12 Das Bundesverwaltungsgericht hat sich in einer Verhandlung einen persönlichen Eindruck vom Revisionswerber verschafft, ihn sowie einen von ihm namhaft gemachten Zeugen zu seinen religiösen Aktivitäten befragt und ist mit ausführlicher Begründung zur Auffassung gelangt, dass ein aus innerer Überzeugung vollzogener Religionswechsel nicht glaubhaft gemacht werden konnte. Eine Unvertretbarkeit der Beweiswürdigung vermag die Revision nicht aufzuzeigen.

13 Soweit sich die Revision gegen die Erlassung der Rückkehrentscheidung wendet, ist auf die ständige Rechtsprechung des Verwaltungsgerichtshofes hinzuweisen, nach der eine unter Bedachtnahme auf die jeweiligen Umstände des Einzelfalls in Form einer Gesamtbetrachtung durchgeführte Interessenabwägung im Sinn des Art. 8 EMRK im Allgemeinen ‑ wenn sie auf einer verfahrensrechtlich einwandfreien Grundlage erfolgt und in vertretbarer Weise im Rahmen der von der Rechtsprechung entwickelten Grundsätze vorgenommen wurde ‑ nicht revisibel ist (vgl. VwGH 29.5.2020, Ra 2020/14/0191, mwN). Die Beurteilung, ob die Erlassung einer Rückkehrentscheidung einen unverhältnismäßigen Eingriff in die nach Art. 8 EMRK geschützten Rechte eines Fremden darstellt, hat nach der ständigen Judikatur des Verwaltungsgerichtshofes unter Bedachtnahme auf alle Umstände des Einzelfalles stattzufinden. Dabei muss eine gewichtende Abwägung des öffentlichen Interesses an einer Aufenthaltsbeendigung mit den gegenläufigen privaten und familiären Interessen des Fremden, insbesondere unter Berücksichtigung der in § 9 Abs. 2 BFA‑Verfahrensgesetz (BFA‑VG) genannten Kriterien und unter Einbeziehung der sich aus § 9 Abs. 3 BFA‑VG ergebenden Wertungen, in Form einer Gesamtbetrachtung vorgenommen werden (vgl. VwGH 3.6.2020, Ra 2020/20/0161, mwN).

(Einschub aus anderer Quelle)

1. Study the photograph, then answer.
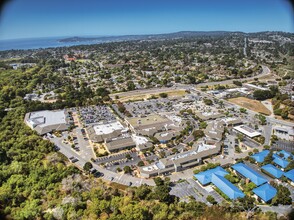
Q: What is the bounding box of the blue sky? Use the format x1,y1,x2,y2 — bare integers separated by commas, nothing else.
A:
0,0,293,39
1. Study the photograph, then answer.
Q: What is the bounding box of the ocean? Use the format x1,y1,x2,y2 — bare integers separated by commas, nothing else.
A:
0,37,103,51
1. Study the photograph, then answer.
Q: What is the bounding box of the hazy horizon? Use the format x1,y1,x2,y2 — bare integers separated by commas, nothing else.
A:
0,0,293,40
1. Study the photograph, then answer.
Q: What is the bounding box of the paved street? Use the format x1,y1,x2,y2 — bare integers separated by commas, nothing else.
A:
170,181,208,203
50,138,155,186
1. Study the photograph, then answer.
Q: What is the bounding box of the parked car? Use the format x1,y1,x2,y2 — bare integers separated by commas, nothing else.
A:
71,158,79,163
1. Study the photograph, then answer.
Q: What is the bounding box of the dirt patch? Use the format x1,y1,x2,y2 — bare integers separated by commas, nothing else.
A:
228,97,271,115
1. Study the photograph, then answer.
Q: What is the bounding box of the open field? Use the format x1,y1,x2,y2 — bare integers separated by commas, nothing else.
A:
116,90,186,102
228,97,271,115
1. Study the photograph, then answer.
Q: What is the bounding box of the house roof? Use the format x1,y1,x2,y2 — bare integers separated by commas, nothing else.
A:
261,164,284,178
232,163,267,186
211,174,245,199
252,183,277,202
284,169,294,182
251,150,270,163
273,154,289,168
194,166,228,185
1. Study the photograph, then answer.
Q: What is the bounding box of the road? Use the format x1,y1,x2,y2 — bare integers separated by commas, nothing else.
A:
196,65,271,88
50,138,155,186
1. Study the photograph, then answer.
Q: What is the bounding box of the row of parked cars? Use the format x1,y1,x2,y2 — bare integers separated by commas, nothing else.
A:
68,157,79,163
90,168,104,178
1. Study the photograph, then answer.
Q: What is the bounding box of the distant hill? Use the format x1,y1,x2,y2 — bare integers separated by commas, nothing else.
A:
58,31,244,42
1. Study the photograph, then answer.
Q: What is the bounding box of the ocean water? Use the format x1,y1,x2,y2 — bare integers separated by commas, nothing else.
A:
0,37,103,51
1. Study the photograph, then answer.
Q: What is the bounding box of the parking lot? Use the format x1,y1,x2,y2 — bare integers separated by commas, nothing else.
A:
79,105,116,125
170,181,207,203
96,151,141,172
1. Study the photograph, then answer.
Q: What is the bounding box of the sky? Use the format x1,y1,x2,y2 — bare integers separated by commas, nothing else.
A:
0,0,294,40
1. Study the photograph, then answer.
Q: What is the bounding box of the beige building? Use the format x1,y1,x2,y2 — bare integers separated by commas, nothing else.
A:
24,110,72,135
139,142,221,178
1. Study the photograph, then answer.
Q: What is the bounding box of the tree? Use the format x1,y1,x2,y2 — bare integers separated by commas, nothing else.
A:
152,185,174,203
233,80,242,86
203,98,213,105
206,195,217,205
159,92,168,98
263,145,270,150
83,162,93,172
124,166,132,173
193,130,204,140
154,177,164,186
232,195,258,219
272,183,292,205
127,81,136,91
137,160,145,167
239,108,247,114
135,185,152,200
285,160,294,172
199,121,207,129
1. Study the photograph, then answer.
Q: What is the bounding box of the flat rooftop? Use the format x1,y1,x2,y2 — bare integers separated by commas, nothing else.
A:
93,121,125,135
234,125,261,138
27,110,66,127
127,115,171,128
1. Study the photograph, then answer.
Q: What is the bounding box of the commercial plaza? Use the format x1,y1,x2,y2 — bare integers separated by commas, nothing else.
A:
194,150,294,203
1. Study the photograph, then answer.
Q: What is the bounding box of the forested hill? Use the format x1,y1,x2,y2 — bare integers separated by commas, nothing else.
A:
0,64,290,220
59,31,237,42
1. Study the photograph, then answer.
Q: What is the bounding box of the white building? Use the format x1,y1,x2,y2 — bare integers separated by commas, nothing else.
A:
273,125,294,141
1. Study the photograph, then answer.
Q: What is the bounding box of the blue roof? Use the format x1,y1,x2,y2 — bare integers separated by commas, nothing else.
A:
194,166,228,185
251,150,270,163
261,164,284,178
273,154,289,168
232,163,267,186
284,169,294,182
252,183,277,202
211,174,245,199
277,150,293,159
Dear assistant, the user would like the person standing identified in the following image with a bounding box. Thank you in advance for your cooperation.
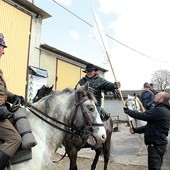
[76,64,120,119]
[150,83,158,95]
[123,92,170,170]
[0,33,24,170]
[140,82,154,110]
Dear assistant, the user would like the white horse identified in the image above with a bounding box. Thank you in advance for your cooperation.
[12,84,106,170]
[125,95,146,155]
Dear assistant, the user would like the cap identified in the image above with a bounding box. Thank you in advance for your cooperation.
[83,64,98,73]
[0,33,7,48]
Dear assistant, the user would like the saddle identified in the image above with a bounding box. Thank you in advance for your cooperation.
[0,106,37,169]
[100,108,110,121]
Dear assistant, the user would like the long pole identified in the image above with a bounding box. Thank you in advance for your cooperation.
[91,8,133,128]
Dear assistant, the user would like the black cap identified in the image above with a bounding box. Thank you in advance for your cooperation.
[83,64,98,73]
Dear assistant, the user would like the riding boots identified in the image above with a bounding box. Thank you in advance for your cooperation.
[0,150,11,170]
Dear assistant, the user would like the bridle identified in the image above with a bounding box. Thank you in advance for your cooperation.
[125,98,140,110]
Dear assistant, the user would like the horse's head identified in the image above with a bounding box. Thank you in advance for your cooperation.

14 Das Bundesverwaltungsgericht hat entgegen dem Vorbringen in der Revision im vorliegenden Fall sämtliche bei der Interessenabwägung zu berücksichtigenden ‑ im Besonderen auch die vom Revisionswerber angesprochenen ‑ Umstände einbezogen und auch die Dauer seines Aufenthalts in Österreich in seine Abwägung einbezogen. Der Revision gelingt es nicht, aufzuzeigen, dass das Bundesverwaltungsgericht bei seinen im Rahmen der Interessenabwägung vorgenommenen Erwägungen die in der Rechtsprechung aufgestellten Leitlinien nicht beachtet oder in unvertretbarer Weise zur Anwendung gebracht hätte.

15 In der Revision werden somit keine Rechtsfragen aufgeworfen, denen im Sinne des Art. 133 Abs. 4 B‑VG grundsätzliche Bedeutung zukäme. Die Revision war daher gemäß § 34 Abs. 1 VwGG ohne weiteres Verfahren zurückzuweisen.